Alnylam Pharmaceuticals, Inc. has announced that it has obtained rights to RNAi delivery technology developed in the laboratory of Professor Judy Lieberman from the CBR Institute for Biomedical Research, a Harvard Medical School Affiliate.
The in-licensed technology may enable small interfering RNAs - or siRNAs to be targeted with an engineered monoclonal antibody to tumors and other cell types, thereby broadening the scope of Alnylam's delivery technologies for RNAi therapeutics.
The in-licensed technology, which was highlighted in an article published in the journal Nature Biotechnology in 2005, represents another potential approach for delivery of RNAi therapeutics with systemic administration.
"Our work in the area of RNAi demonstrates that antibody fusion proteins could potentially mediate both systemic and cell-type-specific delivery of siRNAs," said Judy Lieberman, M.D., Ph.D., Senior Investigator, CBR Institute for Biomedical Research and Professor of Pediatrics.
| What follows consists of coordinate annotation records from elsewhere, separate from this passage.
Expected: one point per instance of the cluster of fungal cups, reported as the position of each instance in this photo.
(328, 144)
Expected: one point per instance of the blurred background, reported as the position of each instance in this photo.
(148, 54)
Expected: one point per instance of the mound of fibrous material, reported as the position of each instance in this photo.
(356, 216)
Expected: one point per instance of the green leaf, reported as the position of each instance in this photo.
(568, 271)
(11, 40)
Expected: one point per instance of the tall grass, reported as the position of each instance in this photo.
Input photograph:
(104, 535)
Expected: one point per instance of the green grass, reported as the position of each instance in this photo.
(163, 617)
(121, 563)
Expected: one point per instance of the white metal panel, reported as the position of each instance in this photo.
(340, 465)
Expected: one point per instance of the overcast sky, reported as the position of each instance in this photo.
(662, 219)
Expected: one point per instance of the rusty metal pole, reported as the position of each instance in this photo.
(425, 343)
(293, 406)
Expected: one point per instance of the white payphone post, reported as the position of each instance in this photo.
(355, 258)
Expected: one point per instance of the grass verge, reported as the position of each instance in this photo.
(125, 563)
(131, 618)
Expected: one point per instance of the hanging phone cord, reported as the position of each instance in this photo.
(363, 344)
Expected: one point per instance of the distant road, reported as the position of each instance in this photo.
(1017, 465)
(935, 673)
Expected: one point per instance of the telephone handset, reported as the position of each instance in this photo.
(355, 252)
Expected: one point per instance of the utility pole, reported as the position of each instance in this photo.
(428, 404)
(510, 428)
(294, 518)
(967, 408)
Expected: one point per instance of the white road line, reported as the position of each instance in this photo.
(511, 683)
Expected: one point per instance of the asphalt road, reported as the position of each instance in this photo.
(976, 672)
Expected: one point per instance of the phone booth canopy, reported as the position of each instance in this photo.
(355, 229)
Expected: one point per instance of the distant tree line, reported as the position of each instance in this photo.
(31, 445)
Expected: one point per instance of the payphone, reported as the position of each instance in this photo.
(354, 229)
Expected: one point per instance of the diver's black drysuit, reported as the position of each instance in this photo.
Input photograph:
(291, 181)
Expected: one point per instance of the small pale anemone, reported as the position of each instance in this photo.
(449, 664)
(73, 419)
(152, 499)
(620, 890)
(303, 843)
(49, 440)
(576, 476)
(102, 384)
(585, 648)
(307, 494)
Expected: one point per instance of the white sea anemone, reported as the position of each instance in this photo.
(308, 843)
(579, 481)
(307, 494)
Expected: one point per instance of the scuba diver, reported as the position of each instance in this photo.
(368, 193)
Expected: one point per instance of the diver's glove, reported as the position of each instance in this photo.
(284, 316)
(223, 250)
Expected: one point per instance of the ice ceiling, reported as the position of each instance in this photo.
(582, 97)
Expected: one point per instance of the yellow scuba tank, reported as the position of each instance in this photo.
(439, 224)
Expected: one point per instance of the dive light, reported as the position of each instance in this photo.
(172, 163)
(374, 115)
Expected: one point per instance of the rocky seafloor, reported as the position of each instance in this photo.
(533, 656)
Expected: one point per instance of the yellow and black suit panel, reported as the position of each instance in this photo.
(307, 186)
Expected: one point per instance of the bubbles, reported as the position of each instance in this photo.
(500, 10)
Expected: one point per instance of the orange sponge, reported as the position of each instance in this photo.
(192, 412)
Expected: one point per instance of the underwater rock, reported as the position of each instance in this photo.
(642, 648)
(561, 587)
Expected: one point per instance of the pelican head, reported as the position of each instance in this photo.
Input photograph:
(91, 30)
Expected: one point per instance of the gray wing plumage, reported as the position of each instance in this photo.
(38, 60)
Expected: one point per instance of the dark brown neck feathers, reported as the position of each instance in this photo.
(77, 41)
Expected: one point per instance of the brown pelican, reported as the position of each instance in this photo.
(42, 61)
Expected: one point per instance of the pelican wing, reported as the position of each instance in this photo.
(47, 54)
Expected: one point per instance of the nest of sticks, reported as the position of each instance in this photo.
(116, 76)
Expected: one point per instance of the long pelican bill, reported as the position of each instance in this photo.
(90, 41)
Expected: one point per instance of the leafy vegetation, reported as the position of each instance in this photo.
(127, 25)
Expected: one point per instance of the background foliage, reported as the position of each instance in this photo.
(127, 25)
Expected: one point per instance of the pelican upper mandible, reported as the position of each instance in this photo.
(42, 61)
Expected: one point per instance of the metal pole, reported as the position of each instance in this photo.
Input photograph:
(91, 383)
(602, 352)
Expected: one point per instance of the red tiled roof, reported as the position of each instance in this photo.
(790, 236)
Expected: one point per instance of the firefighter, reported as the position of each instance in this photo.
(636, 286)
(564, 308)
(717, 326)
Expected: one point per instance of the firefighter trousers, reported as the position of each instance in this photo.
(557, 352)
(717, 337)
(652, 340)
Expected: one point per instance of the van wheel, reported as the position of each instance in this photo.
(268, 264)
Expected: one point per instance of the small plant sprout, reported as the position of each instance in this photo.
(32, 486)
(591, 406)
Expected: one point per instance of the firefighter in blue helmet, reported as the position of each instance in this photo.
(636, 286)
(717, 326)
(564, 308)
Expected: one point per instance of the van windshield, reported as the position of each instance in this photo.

"I am very excited to be collaborating with the scientific team at Alnylam, who are leaders in the field of RNAi and in the translation of RNAi science into products."
"Dr. Lieberman is a world-leading academic researcher in the field of RNAi technology for potential therapeutic applications," said John Maraganore, Ph.D., President and Chief Executive Officer of Alnylam.
"In-licensing this promising approach is part of our overall strategy to build the broadest platform of technology and intellectual property for the development of RNAi therapeutics."
"We believe our internal efforts, combined with access to technology from delivery-platform companies and premier academic labs such as Dr. Lieberman's, will continue to provide Alnylam with the leading capabilities in the field of RNAi."
In addition to this license agreement with CBR Institute, Alnylam recently entered into two relationships providing access to technologies for the systemic delivery of RNAi therapeutics.
The first agreement was with Inex Pharmaceuticals Corporation and provides access to fundamental liposome delivery technology and intellectual property for systemic RNAi therapeutics.
The second agreement was with the Massachusetts Institute of Technology, and provides access to novel liposome technology being developed in the laboratory of Professor Robert S. Langer.
Alnylam also recently announced the publication in Nature of the first demonstration of therapeutic gene silencing in non-human primates with systemic administration of siRNAs using liposomal delivery technology.